He's already "buried alive under an avalanche of lies", that's a "BrummieBoy" lyric by the way, but it's not about Morrissey. BB wouldn't waste the steam off his piss referencing Trollissey in his ART.
My wish for Morrissey is that he be thrown to the wolves/picked apart by vultures/thrown into a frozen sea/put on a funeral pyre with a Walkman playing "Blackstar" into his ears as he melts. All options to be pursued whilst he's alive.
best
EJ etc
I'd like to see him stuffed and mounted on one of the walls in Buckingham Palace.

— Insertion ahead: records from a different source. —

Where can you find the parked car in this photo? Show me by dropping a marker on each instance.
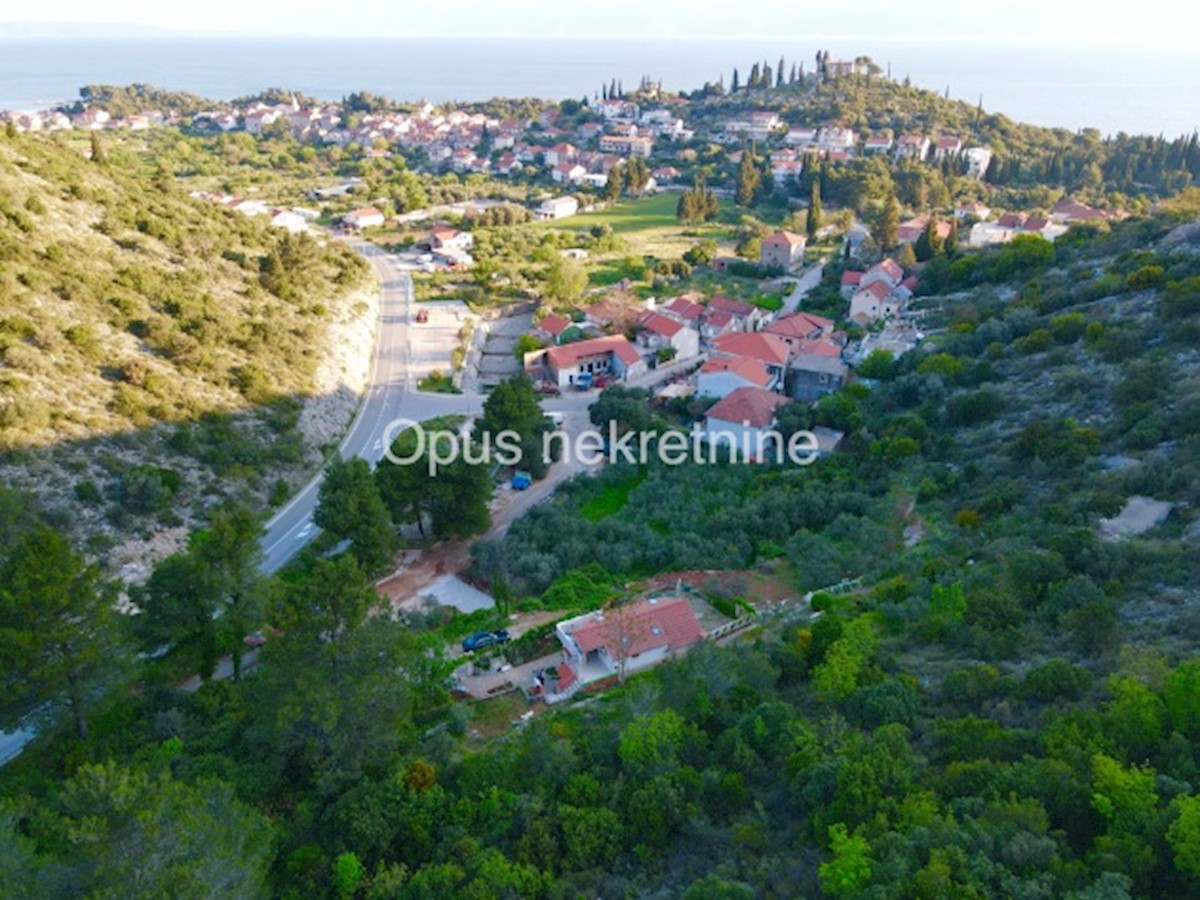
(480, 640)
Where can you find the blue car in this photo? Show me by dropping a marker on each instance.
(480, 640)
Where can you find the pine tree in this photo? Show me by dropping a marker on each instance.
(813, 223)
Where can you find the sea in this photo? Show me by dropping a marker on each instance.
(1074, 85)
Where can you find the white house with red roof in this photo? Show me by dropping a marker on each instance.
(912, 147)
(747, 316)
(568, 173)
(582, 361)
(769, 349)
(606, 643)
(366, 217)
(743, 421)
(947, 147)
(658, 331)
(685, 307)
(877, 144)
(720, 377)
(799, 327)
(781, 250)
(561, 153)
(447, 238)
(816, 369)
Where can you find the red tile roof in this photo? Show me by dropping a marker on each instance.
(719, 318)
(771, 349)
(661, 325)
(684, 307)
(570, 354)
(879, 289)
(889, 268)
(783, 238)
(749, 370)
(751, 406)
(641, 627)
(799, 324)
(821, 347)
(555, 324)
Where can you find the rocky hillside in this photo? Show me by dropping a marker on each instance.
(143, 328)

I'd prefer mounted and stuffed.
This is really a bit distasteful.
Yes the guy has acted like a twat quite a bit lately but ffs enough already.
Aye will take care of the mounting, but that's all, folks.
Ceremonially strapped to the side of a golden rocket shaped like a huge, phallic gladioli, and then blasted mercilessly into Uranus. One week later, the Smiths re-unite with Bryan Ferry on vocals, just for the LOLs.
Ceremonially strapped to the side of a golden rocket shaped like a huge, phallic gladioli, and then blasted mercilessly into Uranus. One week later, the Smiths re-unite with Bryan Ferry on vocals, just for the LOLs.
But nekkid or in full Wildean regalia? Trademark devilish red velvet suit with frilly white blouse - yes. Pocket square and a butch buttonhole - bien sûr. Silken cravat - peut-être. And to top it all off, strapped on with a microphone cord. Bon voyage, Mozzarella!